塩分量が多いと高血圧になるとよく耳にします。 口から取り入
れた塩分は、消化器系を通して血中に運ばれます。
血中の塩分濃度が多いと、塩分には水が集まる特性がありますので、
血管中の水分が多くなり、血管圧を高めて血圧が上がる。
ナメクジに塩を振りかけると、ナメクジの体内から水分が塩に引き寄
せられ小さくなる。 これと似たような原理ですね。
しかし・・・人間の身体は一定の状態を保つ働きがありますで、一
時的に血圧は上昇するでしょうが、無意識下にて調整が行われます。
それを腎臓が役割を果たしてくれています。 腎臓が健康であれば、
ナトリウムの量が多いと排泄してくれて、血中の水分量を調整して
くれるのです。 したがってこの機能が正常に働いてくれている間
は、慢性的な高血圧にはならないのではないか?
そのように推測いたします。
むしろ、塩分と高血圧との関係で影響が大きいのは、次の要因ではな
いか? と思います。
血中の塩分濃度が多いと、血管を調整している自律神経の活動型の交
感神経が活発に働きます。 血管にまとわりつくように位置している
交感神経が活発に働くと、血管が収縮します。
それにて、血圧が上がるという仕組みです。
私事ですが、長い年月、血圧は上が105から115位でしたが、3年ほど
前から、120前後・・・翌年は130前後と徐々に高くなってまい
りました。
そして昨年の秋に体調が変だな…と思って血圧を測定すると150!!
ありました。
高血圧症の入り口に立ったわけですから、血圧を下げようと思いま
した。
私は香川県民ですので、うどんを頻繁に食べます。 うどんは・・・
塩分が多いですね。
しかし食生活にて減塩はほとんど行いませんでした。
そのかわりに心拍が100から120程度になる運動を1週間に3回程度実施。
時間にして1回30分程度です。
そして現在半年経過しましたが、血圧はそれから徐々に下がり始めて、
115前後となりました。
何故・・・交感神経を鎮めるためにこの方法を取ったかと言えば・・・・
多くの方は、活動型の交感神経の働きが活発な場合に、副交感神経を稼
働しようとして、リラックスしないといけない・・・と試みるのでは?
ストレスでの交感神経過剰による不定愁訴もこれに該当しますね。
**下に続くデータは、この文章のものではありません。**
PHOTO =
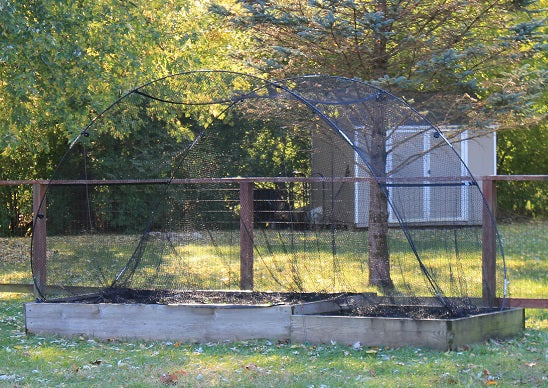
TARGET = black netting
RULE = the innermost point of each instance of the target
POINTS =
(324, 184)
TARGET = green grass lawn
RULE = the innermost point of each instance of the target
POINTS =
(284, 261)
(47, 361)
(39, 361)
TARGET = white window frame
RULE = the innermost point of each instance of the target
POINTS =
(464, 213)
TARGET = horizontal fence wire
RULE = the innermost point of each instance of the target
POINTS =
(520, 210)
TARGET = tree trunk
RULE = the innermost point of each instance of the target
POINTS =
(379, 256)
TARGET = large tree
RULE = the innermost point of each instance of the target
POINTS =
(464, 55)
(62, 62)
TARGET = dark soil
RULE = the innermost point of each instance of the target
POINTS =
(249, 298)
(414, 312)
(125, 295)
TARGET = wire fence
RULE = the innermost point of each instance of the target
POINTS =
(520, 204)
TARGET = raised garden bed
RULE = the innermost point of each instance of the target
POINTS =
(238, 315)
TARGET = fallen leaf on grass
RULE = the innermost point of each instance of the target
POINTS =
(169, 378)
(251, 366)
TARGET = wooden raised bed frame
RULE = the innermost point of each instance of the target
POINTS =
(303, 323)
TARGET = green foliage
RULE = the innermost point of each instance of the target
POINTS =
(523, 152)
(28, 360)
(458, 59)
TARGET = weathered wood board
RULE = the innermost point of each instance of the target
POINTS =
(192, 323)
(443, 334)
(300, 323)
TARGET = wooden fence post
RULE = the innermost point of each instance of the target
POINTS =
(246, 235)
(489, 243)
(39, 237)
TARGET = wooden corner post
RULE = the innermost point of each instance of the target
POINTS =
(489, 243)
(246, 235)
(39, 237)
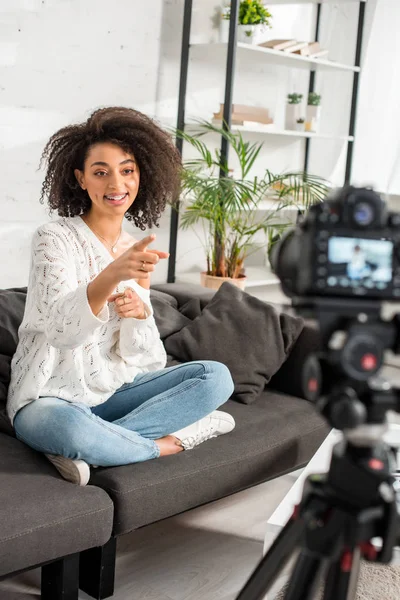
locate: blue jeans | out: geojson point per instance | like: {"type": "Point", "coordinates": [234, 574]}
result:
{"type": "Point", "coordinates": [122, 429]}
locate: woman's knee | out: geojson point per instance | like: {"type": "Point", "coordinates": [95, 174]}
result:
{"type": "Point", "coordinates": [49, 424]}
{"type": "Point", "coordinates": [222, 383]}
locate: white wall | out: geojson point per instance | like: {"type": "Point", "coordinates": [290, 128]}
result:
{"type": "Point", "coordinates": [377, 155]}
{"type": "Point", "coordinates": [60, 59]}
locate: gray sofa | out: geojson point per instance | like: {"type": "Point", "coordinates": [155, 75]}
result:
{"type": "Point", "coordinates": [71, 531]}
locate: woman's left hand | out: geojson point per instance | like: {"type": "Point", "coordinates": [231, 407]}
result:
{"type": "Point", "coordinates": [129, 305]}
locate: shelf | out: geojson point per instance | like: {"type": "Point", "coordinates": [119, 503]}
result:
{"type": "Point", "coordinates": [270, 130]}
{"type": "Point", "coordinates": [256, 277]}
{"type": "Point", "coordinates": [279, 57]}
{"type": "Point", "coordinates": [315, 1]}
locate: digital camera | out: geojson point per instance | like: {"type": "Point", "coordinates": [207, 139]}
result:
{"type": "Point", "coordinates": [348, 245]}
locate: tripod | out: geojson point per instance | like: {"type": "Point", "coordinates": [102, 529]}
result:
{"type": "Point", "coordinates": [341, 512]}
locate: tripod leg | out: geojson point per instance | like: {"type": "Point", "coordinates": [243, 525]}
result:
{"type": "Point", "coordinates": [273, 562]}
{"type": "Point", "coordinates": [341, 581]}
{"type": "Point", "coordinates": [305, 578]}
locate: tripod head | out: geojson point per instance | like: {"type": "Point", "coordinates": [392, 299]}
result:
{"type": "Point", "coordinates": [341, 267]}
{"type": "Point", "coordinates": [343, 376]}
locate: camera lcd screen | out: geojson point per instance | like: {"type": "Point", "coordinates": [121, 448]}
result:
{"type": "Point", "coordinates": [354, 262]}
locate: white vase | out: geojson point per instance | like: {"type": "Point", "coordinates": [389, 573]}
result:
{"type": "Point", "coordinates": [313, 118]}
{"type": "Point", "coordinates": [224, 31]}
{"type": "Point", "coordinates": [252, 34]}
{"type": "Point", "coordinates": [215, 283]}
{"type": "Point", "coordinates": [293, 113]}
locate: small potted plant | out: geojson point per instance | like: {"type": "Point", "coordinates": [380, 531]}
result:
{"type": "Point", "coordinates": [254, 21]}
{"type": "Point", "coordinates": [293, 110]}
{"type": "Point", "coordinates": [224, 23]}
{"type": "Point", "coordinates": [230, 209]}
{"type": "Point", "coordinates": [313, 112]}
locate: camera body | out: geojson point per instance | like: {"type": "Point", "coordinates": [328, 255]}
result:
{"type": "Point", "coordinates": [348, 245]}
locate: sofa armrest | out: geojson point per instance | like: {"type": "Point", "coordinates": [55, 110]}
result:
{"type": "Point", "coordinates": [289, 377]}
{"type": "Point", "coordinates": [186, 291]}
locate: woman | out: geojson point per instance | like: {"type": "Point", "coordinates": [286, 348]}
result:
{"type": "Point", "coordinates": [88, 380]}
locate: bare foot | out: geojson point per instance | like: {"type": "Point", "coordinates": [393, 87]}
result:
{"type": "Point", "coordinates": [169, 445]}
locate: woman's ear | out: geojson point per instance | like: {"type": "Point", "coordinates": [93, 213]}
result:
{"type": "Point", "coordinates": [80, 178]}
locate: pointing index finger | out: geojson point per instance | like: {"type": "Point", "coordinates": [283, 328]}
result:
{"type": "Point", "coordinates": [142, 244]}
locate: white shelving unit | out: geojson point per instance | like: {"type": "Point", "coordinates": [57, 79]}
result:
{"type": "Point", "coordinates": [225, 54]}
{"type": "Point", "coordinates": [278, 57]}
{"type": "Point", "coordinates": [271, 130]}
{"type": "Point", "coordinates": [271, 2]}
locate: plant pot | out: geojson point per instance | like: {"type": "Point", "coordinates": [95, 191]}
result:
{"type": "Point", "coordinates": [312, 118]}
{"type": "Point", "coordinates": [293, 112]}
{"type": "Point", "coordinates": [215, 283]}
{"type": "Point", "coordinates": [252, 34]}
{"type": "Point", "coordinates": [224, 31]}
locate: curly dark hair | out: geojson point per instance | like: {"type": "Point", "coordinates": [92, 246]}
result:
{"type": "Point", "coordinates": [158, 159]}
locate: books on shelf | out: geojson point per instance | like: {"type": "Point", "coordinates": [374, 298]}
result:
{"type": "Point", "coordinates": [278, 44]}
{"type": "Point", "coordinates": [296, 47]}
{"type": "Point", "coordinates": [310, 49]}
{"type": "Point", "coordinates": [242, 114]}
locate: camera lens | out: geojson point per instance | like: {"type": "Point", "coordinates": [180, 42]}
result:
{"type": "Point", "coordinates": [363, 214]}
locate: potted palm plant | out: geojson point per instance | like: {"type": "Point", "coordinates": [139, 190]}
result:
{"type": "Point", "coordinates": [313, 112]}
{"type": "Point", "coordinates": [254, 20]}
{"type": "Point", "coordinates": [235, 211]}
{"type": "Point", "coordinates": [293, 110]}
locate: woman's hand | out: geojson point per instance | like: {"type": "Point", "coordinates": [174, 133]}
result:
{"type": "Point", "coordinates": [137, 262]}
{"type": "Point", "coordinates": [129, 305]}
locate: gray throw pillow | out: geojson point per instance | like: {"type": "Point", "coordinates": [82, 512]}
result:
{"type": "Point", "coordinates": [252, 338]}
{"type": "Point", "coordinates": [12, 306]}
{"type": "Point", "coordinates": [166, 314]}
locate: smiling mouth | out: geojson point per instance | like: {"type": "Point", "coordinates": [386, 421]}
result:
{"type": "Point", "coordinates": [116, 198]}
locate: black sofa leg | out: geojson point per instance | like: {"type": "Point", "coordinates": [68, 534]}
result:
{"type": "Point", "coordinates": [60, 579]}
{"type": "Point", "coordinates": [97, 570]}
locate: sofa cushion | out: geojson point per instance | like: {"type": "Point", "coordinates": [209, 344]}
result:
{"type": "Point", "coordinates": [168, 318]}
{"type": "Point", "coordinates": [252, 338]}
{"type": "Point", "coordinates": [274, 435]}
{"type": "Point", "coordinates": [186, 291]}
{"type": "Point", "coordinates": [12, 306]}
{"type": "Point", "coordinates": [43, 516]}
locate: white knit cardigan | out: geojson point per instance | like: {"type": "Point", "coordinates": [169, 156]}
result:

人
間は・・・緊張するのはたやすくできていて、リラックス・・・つま
り「心身の弛緩」は、なかなか難しい物なんです。
そこで・・・交感神経が過剰に働いている状態ならば、もっと交感神
経を刺激する。 それが私が試みた中強度の運動です。 ゆっくり歩
くウォーキングでは、なかなか交感神経は興奮してくれません。
一定の心拍以上にならないと事はうまく運びません。
交感神経優位になっているという事は、心身が活動しようとしている
わけですから、その流れを助長してやればいい。
そこで心拍上昇する運動を行うと、現在の身体が活動しようとする方向
に向けてやることが出来る。
身体が交感神経優位となって活動しようとする働きに沿うわけです。
それを意識でリラックスしよう・・・と考えても無理があります。
身体と頭で考えることが反対になっているわけですから…・なかなか
難しい・・・。
しかし、身体の欲求に素直に応えてやれば、やがて活動のエネルギー
が昇華され、エネルギーを今度は補充しようとして交感神経が鎮まり
ます。
つまり・・・結果として副交感神経が稼動するわけです。 ここから
リラックスする方法を実践すればいいわけです。
普通・・・皆さんのすることは、交感神経が優位ならば、リラック
スして副交感神経優位にと、いろいろなリラックス法を行うと思い
ます。
しかし・・・心身の自然の原理から言えば、今・・・お話ししてき
たことの方が自然の理にかなっていると思います。
塩分と交感神経と血圧の関係に戻りますが、減塩は推奨される良い
事だと思いますが、塩分過剰摂取による高血圧は、自律神経も頭
に入れて養生を行っていただきたいと思います。
交感神経優位で副交感神経を稼働させたいなら、適度に交感神経にて活動型
になっている身体の欲求を満たして、その後に副交感神経を稼働させなさい。
自然療法の知恵です。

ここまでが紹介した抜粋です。